陳玉成

陳 玉成(ちん ぎょくせい、Chén Yùchéng1837年 - 1862年)は、太平天国の指導者の一人。英王に封ぜられた。

連環画「英王陳玉成」の陳玉成の指導する軍隊の図

広西省梧州府藤県出身。14歳の時、叔父の陳承瑢に従って金田蜂起に参加。1854年、第2次武昌攻略で功績をあげた。翌年、天官正丞相秦日綱に従って武昌・廬州蕪湖を転戦し、冬官正丞相に昇進した。1856年、秦日綱に従って鎮江の救援に赴き、江北大営を破り、第一次江南大営攻略に参加した。1857年捻軍と協力して桐城軍を破った。1858年、前軍主将に昇進し、李秀成とともに江北大営を再び破り、三河の戦いで勝利を収めた。

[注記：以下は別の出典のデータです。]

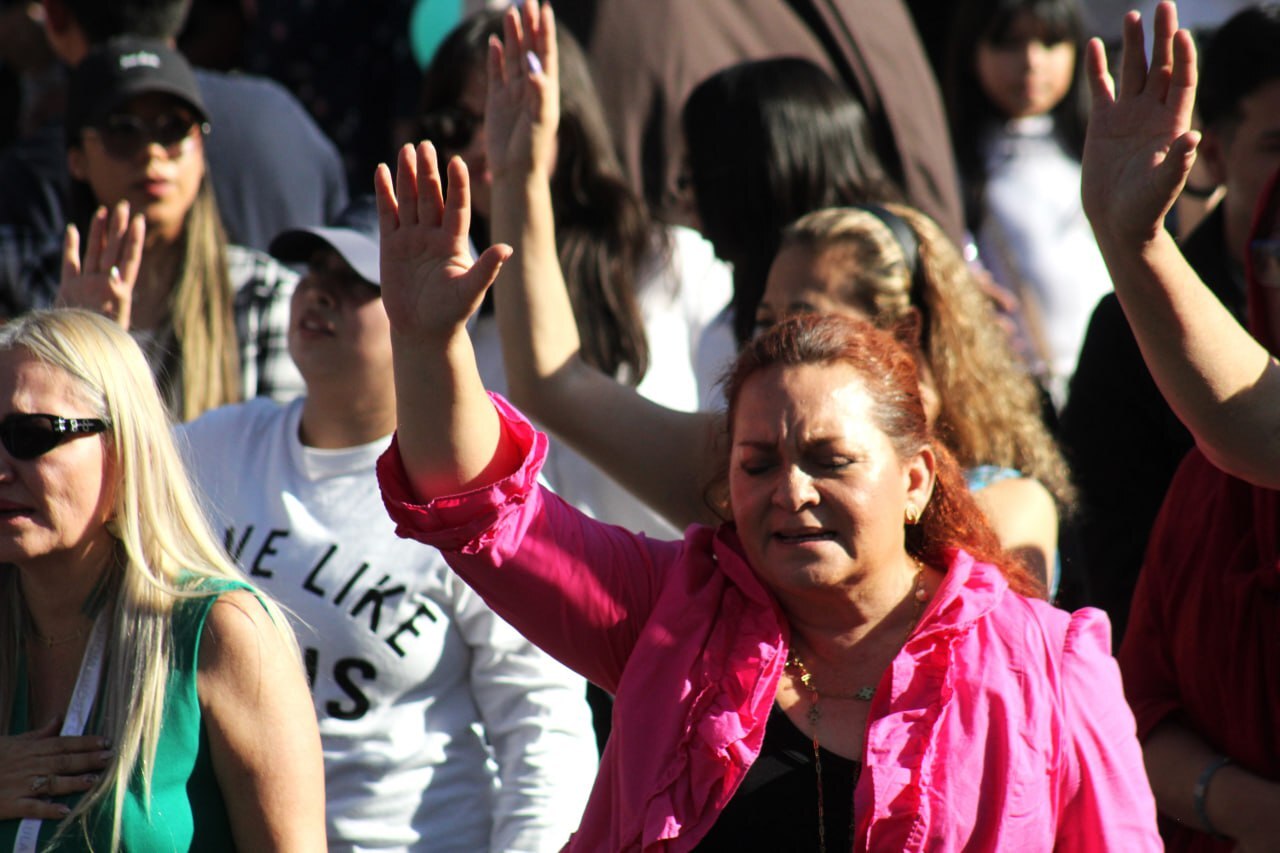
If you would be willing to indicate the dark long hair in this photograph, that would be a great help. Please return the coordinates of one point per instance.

1859年、英王に封ぜられた。重要拠点の安慶を守っていたが、1860年に安慶の守りを葉芸来に任せて、第二次江南大営攻略に参加し、大勝を得た。その後安慶が清軍に包囲されると、包囲を解くために李秀成と陳玉成が二手に分かれて、武漢の攻略を目指すこととなった。陳玉成は武漢の近くの黄州に至ったが、イギリスの圧力により武漢侵攻を断念。安慶救援に全力を挙げたが、激戦の末安慶は陥落し、守将の葉芸来や救援軍の劉昌林らを失い、廬州に退いた。

陳玉成は扶王陳得才・遵王頼文光を西北に遠征させたため、本体の軍事力は弱体化することとなった。1862年、清軍が廬州に侵攻したため、陳玉成は寿州に脱出し、奏王苗沛霖と連携して河南省侵攻を目論んだ。部下は苗沛霖は信頼できない人物なので寿州を去るよう勧めたが、陳玉成は聞き入れなかった。果たして陳玉成は苗沛霖に捕えられて清軍に送られ、6月に河南で処刑された。

陳玉成の死で、長江以北の太平天国軍は崩壊し、首都の天京は清軍に包囲されるようになった。